Lors du sommet du G20 de décembre dernier, l’Inde s’est donné pour priorité d’inclure une représentation des pays du Sud dans le dialogue et elle a poussé les dirigeants des plus grandes économies du monde à s’entendre sur une déclaration commune portant sur le financement climatique et la dette mondiale, entre autres enjeux – malgré les prédictions selon lesquelles un accord serait impossible à obtenir.
Lors de la COP28 de l’ONU de Dubaï, en novembre dernier, les Émirats arabes unis (EAU) se sont engagés à créer un «espace inclusif et sûr pour tous les participants». Les parties sont convenues, pour la première fois, de passer des combustibles fossiles aux sources d’énergie renouvelable.
Les 28 et 29 avril, l’Arabie saoudite et le Forum économique mondial convoqueront les dirigeants du monde entier pour une réunion spéciale à Riyad sur le renforcement de la coopération, en particulier entre le Nord et le Sud.
Le point commun, c’est que les succès sont, en grande partie, le résultat d’une approche inclusive et du leadership des pays qu’on qualifie de «puissances moyennes» – comme l’Inde, l’Arabie saoudite et les EAU, qui ne sont pas des superpuissances mondiales, mais qui jouent un rôle capital pour faire avancer l’agenda mondial.
«Le leadership des pays du Golfe, en particulier de l’Arabie saoudite, sera essentiel pour tracer la voie à suivre dans deux des crises les plus urgentes: l’Ukraine et Gaza.»
- Borge Brende
Aujourd’hui, dans une époque de troubles géopolitiques, les dirigeants des puissances moyennes – en particulier celles du Moyen-Orient – détermineront si le monde progresse en termes de priorités critiques sécuritaires, environnementales et technologiques.
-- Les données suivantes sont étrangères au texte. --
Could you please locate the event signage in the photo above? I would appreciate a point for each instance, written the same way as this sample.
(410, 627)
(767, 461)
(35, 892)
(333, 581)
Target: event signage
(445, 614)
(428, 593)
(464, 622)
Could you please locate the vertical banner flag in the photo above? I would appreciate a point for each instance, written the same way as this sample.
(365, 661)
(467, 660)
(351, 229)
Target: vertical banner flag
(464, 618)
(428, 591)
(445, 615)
En effet, les solutions à plusieurs des défis mondiaux les plus urgents ne se limitent pas à la région, mais nécessitent le type d’approches collaboratives défendues par les puissances moyennes.
En matière de sécurité mondiale, le leadership des pays du Golfe, en particulier de l’Arabie saoudite, sera essentiel pour tracer la voie à suivre dans deux des crises les plus urgentes: l’Ukraine et Gaza. En août 2023, Djeddah a accueilli des pourparlers de paix pour l’Ukraine qui ont été essentiels afin de réunir autour d’une même table les principales parties du Nord et du Sud. Lors d’une réunion entre le président ukrainien, Volodymyr Zelensky, et le prince héritier d’Arabie saoudite, Mohammed ben Salmane, plus tôt cette année à Riyad, les deux hommes ont discuté des moyens pour rendre opérationnel le plan de paix ukrainien.
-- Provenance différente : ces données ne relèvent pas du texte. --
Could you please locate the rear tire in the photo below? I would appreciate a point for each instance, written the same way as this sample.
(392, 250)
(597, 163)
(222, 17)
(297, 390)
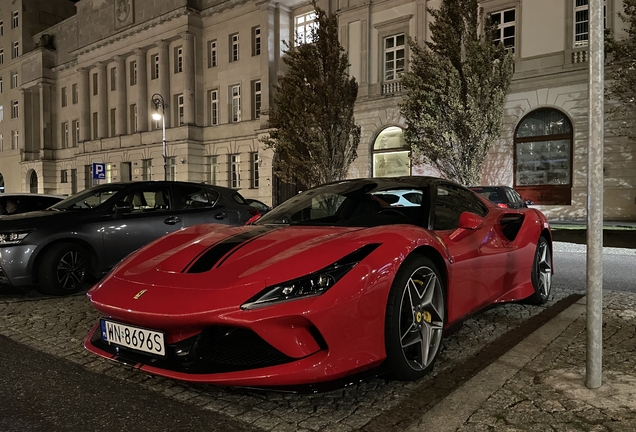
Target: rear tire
(541, 273)
(415, 317)
(64, 269)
Riyad a également joué un rôle essentiel en œuvrant pour rassembler les parties afin de négocier un cessez-le-feu à Gaza. Lors de la réunion annuelle du Forum économique mondial, à Davos au mois de janvier, le ministre saoudien des Affaires étrangères, le prince Faisal ben Farhane, a réitéré l’engagement du Royaume à reconnaître officiellement Israël s’il prend des mesures vers une solution à deux États avec les Palestiniens.
En ce qui concerne le changement climatique, le succès d’une transition énergétique verte qui soit équitable et qui favorise la croissance ne peut se produire que si les capitaux du Moyen-Orient contribuent à la faire avancer. En effet, même si la région produit environ 30% du pétrole mondial et 23% du gaz naturel, de nombreux pays sont sur le point de devenir les leaders de l’énergie verte du futur. Le ministre saoudien de l’Énergie, le prince Abdelaziz ben Salmane, a récemment déclaré que le Royaume s’engageait à devenir la «pièce maîtresse» du marché des énergies renouvelables. Grâce à son initiative Vision 2030, l’Arabie saoudite diversifie ses exportations non pétrolières et vise à augmenter sa part du PIB non pétrolier de 16 à 50% d’ici à la fin de la décennie.
En favorisant de nouvelles possibilités technologiques, l’intelligence artificielle générative a le potentiel de générer entre 2 600 et 4 400 milliards de dollars (1 dollar = 0,93 euro) de bénéfices économiques par an, selon McKinsey & Company. Mais cela ne peut se produire que si les parties prenantes du monde entier travaillent ensemble. L’Arabie saoudite a établi des partenariats avec des pays du monde entier et s’est engagée à investir annuellement 2,5% de son PIB dans le secteur de la recherche, du développement et de l’innovation d’ici à 2040.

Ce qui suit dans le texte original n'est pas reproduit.